Вот уже около 30 лет в нашей Церкви происходит процесс прославления новомучеников и исповедников XX века. И мне как священнику и церковному историку, 20 лет проработавшему в Синодальной комиссии по канонизации святых просто необходимо попытаться оценить результаты этой деятельности и попытаться ответить на вопрос — во что вылился процесс открытия и прославления новомучеников для наших современных православных христиан?
Трудно подвести какой-то лаконичный итог, но для меня очевидно следующее: новомученики и исповедники Русской Православной Церкви заняли очень скромное место в пантеоне — я подчеркиваю это полуязыческое слово — тех угодников Божиих, которых почитает наш церковный народ. Среди практикующих христиан России почитание новомучеников не распространилось широко.
Да, есть определенные протокольные дни поминовения, есть места проведения поминальных богослужений, как, например, Бутово и Левашово, но все это носит очень, я бы сказал, маргинальный характер, в отличие от почитания таких святых, как, например, блаженная Матрона. Даже, казалось бы, наиболее известный член Собора новомучеников и исповедников — царь-страстотерпец Николай II — почитается неизмеримо меньше разного рода чудотворцев или юродивых, даже подчас, формально неканонизованных.
Учитывая, что Церковь – это, конечно же, живой организм, нельзя не задуматься о причинах и более того, о смысле происходящего в Ней, ибо все, что происходит в Церкви, благословляется или попускается Богом для нашего вразумления и назидания.
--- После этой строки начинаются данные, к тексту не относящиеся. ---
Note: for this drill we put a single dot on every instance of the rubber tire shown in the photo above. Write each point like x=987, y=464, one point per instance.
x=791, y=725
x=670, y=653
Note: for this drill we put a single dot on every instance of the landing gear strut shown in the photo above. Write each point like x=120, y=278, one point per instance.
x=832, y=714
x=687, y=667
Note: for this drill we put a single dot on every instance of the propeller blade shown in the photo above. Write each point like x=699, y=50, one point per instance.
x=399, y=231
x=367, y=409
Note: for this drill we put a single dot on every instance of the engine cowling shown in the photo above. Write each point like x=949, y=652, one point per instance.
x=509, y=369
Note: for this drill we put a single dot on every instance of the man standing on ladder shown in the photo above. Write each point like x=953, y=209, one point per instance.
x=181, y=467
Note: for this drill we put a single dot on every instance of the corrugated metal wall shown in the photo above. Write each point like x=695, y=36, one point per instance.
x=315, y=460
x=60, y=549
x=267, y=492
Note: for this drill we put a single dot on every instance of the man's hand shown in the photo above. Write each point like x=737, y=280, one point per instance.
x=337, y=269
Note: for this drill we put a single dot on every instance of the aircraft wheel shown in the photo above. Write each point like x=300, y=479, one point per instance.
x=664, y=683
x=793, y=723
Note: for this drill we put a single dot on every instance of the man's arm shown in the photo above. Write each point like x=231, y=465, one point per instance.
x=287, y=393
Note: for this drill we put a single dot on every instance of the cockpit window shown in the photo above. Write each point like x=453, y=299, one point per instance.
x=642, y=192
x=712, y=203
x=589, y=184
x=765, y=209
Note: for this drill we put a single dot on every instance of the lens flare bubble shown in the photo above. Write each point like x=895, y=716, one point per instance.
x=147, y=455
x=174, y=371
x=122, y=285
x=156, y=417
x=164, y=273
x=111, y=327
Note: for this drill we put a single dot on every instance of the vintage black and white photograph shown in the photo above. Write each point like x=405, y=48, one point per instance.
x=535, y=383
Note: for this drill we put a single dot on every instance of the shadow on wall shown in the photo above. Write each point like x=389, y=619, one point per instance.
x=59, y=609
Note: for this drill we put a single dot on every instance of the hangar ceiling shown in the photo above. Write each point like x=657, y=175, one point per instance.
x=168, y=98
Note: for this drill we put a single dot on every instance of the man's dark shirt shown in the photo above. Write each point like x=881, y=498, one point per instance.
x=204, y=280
На первоначальном этапе канонизации святых многие важные проблемы, возникающие в процессе её осуществления, мы даже не могли себе представить. И это совершенно естественно после десятилетий исторического забвения, усугубленного историческим мифотворчеством, которые насаждались в культурно-политической и церковной жизни нашей страны. Немногочисленные церковные люди, дерзавшие в советское время сохранять хоть какую-то историческую память, жили в потаенной, не подкрепленной подлинными церковно-историческими знаниями парадигме мифа о новомучениках и исповедниках российских.
В нашем сознании многочисленные жертвы коммунистических репрессий, обрушившихся на Русскую Церковь, представлялись мучениками веры.
А я напомню, что мученик - это христианин, которого принуждают отречься от Христа, угрожая лишить его жизни, и который предпочитает погибнуть, сохранив верность Христу.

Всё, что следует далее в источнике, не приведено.